Step 1:-Test for Impairment Goodwill

The companies should need to follow the first step to identify the fair value of the reporting unit that has goodwill.

Compare the fair value of the reporting unit with its carrying amount.

If the carrying value of the reporting units exceeds its fair value (carrying value > fair value), continue to the next step, else stop.

Step 2:- Measures the Amount of Goodwill Impairment Loss

For calculating the amount of impairment loss of goodwill the companies should follow the rules of accounting standard such as-

(a) Allocate the fair value of reporting unit step 1 to identifiable assets and liabilities of the reporting unit based on their current fair value;

(b) Allocate any excess fair value to goodwill;

(c) compare the amount allocated to goodwill In step 2(b) with the balance sheet carrying value of goodwill

(d) An organisation can recognize an impairment loss on goodwill by reducing the carrying value of goodwill to its fair value computed in step 2b.

Treatment of Goodwill under IFRS

Under IFRS, the value of goodwill is measured as the difference between recoverable amount over the balance sheet carrying value (including identifiable assets, liabilities and contingent liabilities).

An organisation requires the valuation of the fair value of all identifiable fair value of all tangible and intangible assets of the business for recognition of goodwill.

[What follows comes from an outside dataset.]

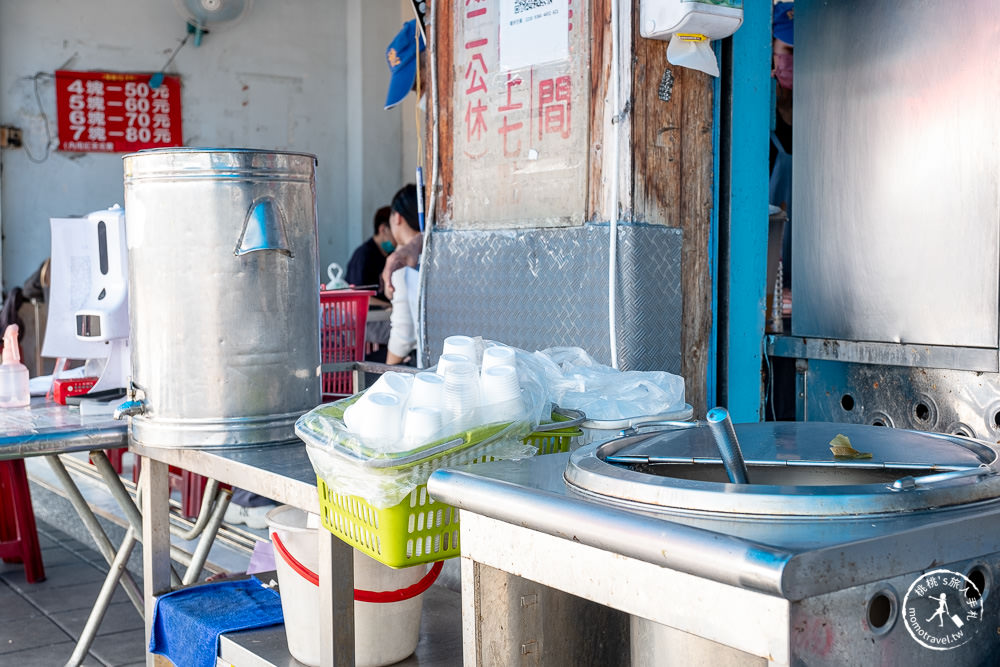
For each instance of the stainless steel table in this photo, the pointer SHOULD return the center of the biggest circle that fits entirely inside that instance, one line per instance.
(521, 524)
(49, 429)
(281, 472)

On the day of acquisition of goodwill, the impairment test is applied at the level of the cash-generating unit. The term cash-generating unit has been defined in IFRS. It is the smallest identifiable group of assets that generates cash inflows that are largely independent of the cash inflows from other assets and the group of assets.

An organisation recognises an impairment loss if the recoverable amount of unit is less than the balance sheet carrying value.

As above the Same example proceed: –

AssetsCarrying valueRecoverable value
Land, Building, and Equipment (Tangible assets) $15 $15
Brand names $35 $25
Goodwill $50 $20
Cash-generating unit $100 $60

Philips recognises an impairment loss of $40 million. Because the carrying value of the cash-generating unit exceeds its recoverable amount of $60 million.